Also new from the U.K., via Netflix and now on Blu-ray and DVD from Sony, is The Crown: The Complete Second Season featuring Thompson’s husband Greg Wise as Lord Mountbatten, Prince Philip’s uncle.

Wise’s best performance of the season was in Paterfamilias, the penultimate episode that won Stephen Daldry an Emmy for his direction. This one was all about Prince Philip, played by Matt Smith in the then early 1960s present and Finn Elliot as Philip in the 1930s flashback sequences. The series also won Emmys for Claire Foy as Elizabeth II, as well as the show’s casting, cinematography, and period costumes. It was also nominated for Best Supporting Actor (Smith), Supporting Actress (Vanessa Kirby as Princess Margaret), Guest Actor (Matthew Goode as Tony Armstrong-Jones), Outstanding Writing (Peter Morgan for the final episode), and Supporting Visual Effects.

Smith’s nomination in support was category fraud. He should have been nominated in the lead category. Among the numerous supporting players worthy of consideration were Victoria Hamilton as the Queen Mother, Jeremy Northam as Anthony Eden, Julian Baring as Prince Charles, and the aforementioned Wise and Elliot.

On the other hand, raspberries to Michael C. Hall and Jodi Balfour for their ludicrous portrayals of the Kennedys. Thankfully they’re only in one episode.

Although classic films given Blu-ray upgrades continue to be made, it’s getting tougher to find them on the day of their planned release. That’s because the number of duplicating plants going dark have increased because of the decline in demand for the product. Consequently, new releases are given priority. For example, Criterion’s new Blu-ray of Some Like It Hot was delayed from November 13th to the 20th and The Magnificent Ambersons scheduled for release on the 20th has been delayed at least until the 27th.

Making it through to recent releases have been Nothing Sacred, Made for Each Other, Single White Female, and The Glass House.

Kino Lorber’s brand new HD master from a 2K scan of the restored fine grain master of 1937’s Nothing Sacred is indeed a cause for celebration. The previous Blu-ray release from 2011 with its washed-out colors was quite an embarrassment. This release of William A. Wellman’s film of Ben Hecht’s hilarious screwball comedy does the property full justice at last.
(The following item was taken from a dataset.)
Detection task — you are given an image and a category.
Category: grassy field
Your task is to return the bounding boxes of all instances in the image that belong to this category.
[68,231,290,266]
Carole Lombard is at her best as the small-town gal given a false death sentence by her doctor (Charles Winninger) as are Fredric March and Walter Connolly as the newspapermen who exploit her. Standouts among the many supporting players are Margaret Hamilton and Hattie McDaniel who were two years away from their most prominent roles in The Wizard of Oz and Gone with the Wind respectively. William Wellman Jr. provides a highly informative commentary.
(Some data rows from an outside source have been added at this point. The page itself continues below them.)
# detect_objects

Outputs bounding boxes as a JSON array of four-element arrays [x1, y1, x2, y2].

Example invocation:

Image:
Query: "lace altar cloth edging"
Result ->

Kino Lorber is also behind the release of 1939’s Made for Each Other also from a brand new HD master from a 2K scan of the restored fine grain master. This was one of Lombard’s greatest dramatic roles in breathtaking black-and-white. Her co-star is James Stewart, the same year as Mr. Smith Goes to Washington and Destry Rides Again. Charles Coburn and Lucille Watson co-star under John Cromwell’s assured direction. Commentary is by film historian Lee Gambin. Lombard also starred in Cromwell’s In Name Only opposite Cary Grant that same year.
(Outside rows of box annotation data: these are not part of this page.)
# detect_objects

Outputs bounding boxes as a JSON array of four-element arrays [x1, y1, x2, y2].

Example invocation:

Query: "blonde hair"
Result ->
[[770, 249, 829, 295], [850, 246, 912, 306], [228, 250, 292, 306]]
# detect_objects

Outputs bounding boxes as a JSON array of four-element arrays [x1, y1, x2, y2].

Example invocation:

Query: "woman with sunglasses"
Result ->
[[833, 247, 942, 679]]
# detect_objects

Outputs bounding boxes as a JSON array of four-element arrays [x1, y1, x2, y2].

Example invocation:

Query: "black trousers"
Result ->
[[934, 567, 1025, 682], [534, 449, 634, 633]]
Shout! Factory has provided Single White Female with a brand-new commentary by director Barbet Schroeder. This 1992 film was his first since his Oscar-nominated Reversal of Fortune two years earlier. A box-office hit, it was criticized at the time of its release as a rip-off of Martin Donovan’s superior 1988 film Apartment Zero with Colin Firth and Hart Bochner as the roommates. This time around, it’s Bridget Fonda and Jennifer Jason Leigh as their female counterparts. Fonda is the put upon one, Leigh is the psychopath she lets into her life. It’s all rather obvious with a couple of good scare scenes. Steven Webber, Peter Friedman, and Stephen Tobolowsky co-star.

Shout subsidiary Scorpion Releasing has released an HD transfer of the 1972 TV movie The Glass House for which director Tom Gries (Will Penny) won an Emmy. Tracy Keenan Wynn was nominated for adapting Truman Capote’s story of modern prison life. The transfer is of the non-U.S. release print with scenes deemed too violent for TV. Alan Alda, Vic Morrow, Clu Gulager, Kristoffer Tabori, Billy Dee Williams, and Dean Jagger as the warden head the cast. The still-working 90-year-old Gulager provides a lively on-camera interview reminiscing about the making of the film and his relationship with various cast members including the real-life prison inmates who worked as extras.

This week’s new releases include the Blu-ray releases of Crazy Rich Asians and Searching.